Automatic maxillary sinus segmentation and pathology classification on cone-beam computed tomographic images using deep learning


Altun O., Özen D. Ç., Duman Ş. B., Dedeoğlu N., Bayrakdar İ. Ş., Eşer G., ...Daha Fazla

BMC Oral Health, cilt.24, sa.1, 2024 (SCI-Expanded) identifier identifier

  • Yayın Türü: Makale / Tam Makale
  • Cilt numarası: 24 Sayı: 1
  • Basım Tarihi: 2024
  • Doi Numarası: 10.1186/s12903-024-04924-0
  • Dergi Adı: BMC Oral Health
  • Derginin Tarandığı İndeksler: Science Citation Index Expanded (SCI-EXPANDED), Scopus, CINAHL, EMBASE, MEDLINE, Directory of Open Access Journals
  • Anahtar Kelimeler: Artificial intelligence, Cone beam computed tomography, Deep learning, Maxillary sinus
  • Atatürk Üniversitesi Adresli: Evet

Özet

Background: Maxillofacial complex automated segmentation could alternative traditional segmentation methods to increase the effectiveness of virtual workloads. The use of DL systems in the detection of maxillary sinus and pathologies will both facilitate the work of physicians and be a support mechanism before the planned surgeries. Objective: The aim was to use a modified You Only Look Oncev5x (YOLOv5x) architecture with transfer learning capabilities to segment both maxillary sinuses and maxillary sinus diseases on Cone-Beam Computed Tomographic (CBCT) images.

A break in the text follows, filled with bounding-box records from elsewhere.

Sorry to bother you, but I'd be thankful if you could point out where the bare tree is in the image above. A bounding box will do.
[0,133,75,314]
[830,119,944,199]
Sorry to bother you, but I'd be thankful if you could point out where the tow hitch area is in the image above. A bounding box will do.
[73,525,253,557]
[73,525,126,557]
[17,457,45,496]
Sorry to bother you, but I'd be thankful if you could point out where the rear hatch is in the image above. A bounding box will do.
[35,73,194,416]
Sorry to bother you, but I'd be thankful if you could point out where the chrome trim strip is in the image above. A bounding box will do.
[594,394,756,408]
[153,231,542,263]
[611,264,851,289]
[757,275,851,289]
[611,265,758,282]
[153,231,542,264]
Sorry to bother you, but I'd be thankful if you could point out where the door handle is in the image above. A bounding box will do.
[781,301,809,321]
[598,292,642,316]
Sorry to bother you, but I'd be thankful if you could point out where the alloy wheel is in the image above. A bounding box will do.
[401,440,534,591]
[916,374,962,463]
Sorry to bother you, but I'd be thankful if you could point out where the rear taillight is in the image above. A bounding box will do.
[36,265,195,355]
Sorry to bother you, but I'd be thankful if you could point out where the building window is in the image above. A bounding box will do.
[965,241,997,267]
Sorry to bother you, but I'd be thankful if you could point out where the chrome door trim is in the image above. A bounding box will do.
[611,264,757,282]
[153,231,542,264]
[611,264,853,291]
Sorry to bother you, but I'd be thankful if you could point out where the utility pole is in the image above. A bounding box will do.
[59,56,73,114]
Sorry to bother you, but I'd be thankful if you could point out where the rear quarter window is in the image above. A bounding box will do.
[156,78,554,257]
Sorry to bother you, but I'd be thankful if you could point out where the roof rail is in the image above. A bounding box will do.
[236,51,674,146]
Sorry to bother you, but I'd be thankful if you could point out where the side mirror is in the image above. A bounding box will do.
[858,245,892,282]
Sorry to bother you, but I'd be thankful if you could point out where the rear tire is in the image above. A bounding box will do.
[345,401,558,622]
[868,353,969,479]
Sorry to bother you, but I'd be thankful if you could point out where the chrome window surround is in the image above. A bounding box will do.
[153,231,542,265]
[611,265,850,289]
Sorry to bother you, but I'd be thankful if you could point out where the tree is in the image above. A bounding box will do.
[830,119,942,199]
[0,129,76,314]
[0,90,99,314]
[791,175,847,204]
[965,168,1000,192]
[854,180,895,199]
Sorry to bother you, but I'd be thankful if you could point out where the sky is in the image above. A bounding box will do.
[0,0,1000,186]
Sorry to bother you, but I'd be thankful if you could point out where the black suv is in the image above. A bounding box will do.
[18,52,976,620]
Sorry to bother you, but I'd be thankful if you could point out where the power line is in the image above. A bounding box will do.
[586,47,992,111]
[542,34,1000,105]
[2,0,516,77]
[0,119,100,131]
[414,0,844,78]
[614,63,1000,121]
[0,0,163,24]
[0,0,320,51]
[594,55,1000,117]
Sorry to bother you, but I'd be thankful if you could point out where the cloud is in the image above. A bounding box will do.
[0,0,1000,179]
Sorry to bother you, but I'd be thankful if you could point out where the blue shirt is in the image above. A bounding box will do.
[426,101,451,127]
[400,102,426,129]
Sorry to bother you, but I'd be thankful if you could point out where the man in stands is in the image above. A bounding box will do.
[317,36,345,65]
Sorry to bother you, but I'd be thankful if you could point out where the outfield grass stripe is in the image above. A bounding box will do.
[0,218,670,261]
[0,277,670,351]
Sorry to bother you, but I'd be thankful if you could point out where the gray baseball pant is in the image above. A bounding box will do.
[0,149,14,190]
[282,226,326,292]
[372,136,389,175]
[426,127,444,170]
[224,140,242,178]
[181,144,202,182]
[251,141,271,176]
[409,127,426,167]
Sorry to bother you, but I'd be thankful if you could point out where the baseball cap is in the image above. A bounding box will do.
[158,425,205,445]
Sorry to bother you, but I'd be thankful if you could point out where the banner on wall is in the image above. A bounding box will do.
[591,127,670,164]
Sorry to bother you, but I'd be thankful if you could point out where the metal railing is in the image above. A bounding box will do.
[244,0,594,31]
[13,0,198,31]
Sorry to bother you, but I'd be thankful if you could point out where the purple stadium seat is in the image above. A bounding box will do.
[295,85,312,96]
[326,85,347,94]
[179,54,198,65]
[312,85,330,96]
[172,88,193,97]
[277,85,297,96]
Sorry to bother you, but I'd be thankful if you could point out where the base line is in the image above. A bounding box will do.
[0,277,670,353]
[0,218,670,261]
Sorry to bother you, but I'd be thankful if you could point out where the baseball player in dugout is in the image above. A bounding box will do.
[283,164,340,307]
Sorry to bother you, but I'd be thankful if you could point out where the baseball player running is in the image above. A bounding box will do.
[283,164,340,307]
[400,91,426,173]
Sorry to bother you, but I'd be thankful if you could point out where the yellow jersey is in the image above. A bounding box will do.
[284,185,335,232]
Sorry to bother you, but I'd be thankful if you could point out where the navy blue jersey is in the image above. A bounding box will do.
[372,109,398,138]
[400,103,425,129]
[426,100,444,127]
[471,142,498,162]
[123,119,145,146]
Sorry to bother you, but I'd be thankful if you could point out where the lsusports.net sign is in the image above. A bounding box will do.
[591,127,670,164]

Methods: Data set consists of 307 anonymised CBCT images of patients (173 women and 134 males) obtained from the radiology archive of the Department of Oral and Maxillofacial Radiology. Bilateral maxillary sinuses CBCT scans were used to identify mucous retention cysts (MRC), mucosal thickenings (MT), total and partial opacifications, and healthy maxillary sinuses without any radiological features. Results: Recall, precision and F1 score values for total maxillary sinus segmentation were 1, 0.985 and 0.992, respectively; 1, 0.931 and 0.964 for healthy maxillary sinus segmentation; 0.858, 0.923 and 0.889 for MT segmentation; 0.977, 0.877 and 0.924 for MRC segmentation; 1, 0.942 and 0.970 for sinusitis segmentation. Conclusion: This study demonstrates that maxillary sinuses can be segmented, and maxillary sinus diseases can be accurately detected using the AI model.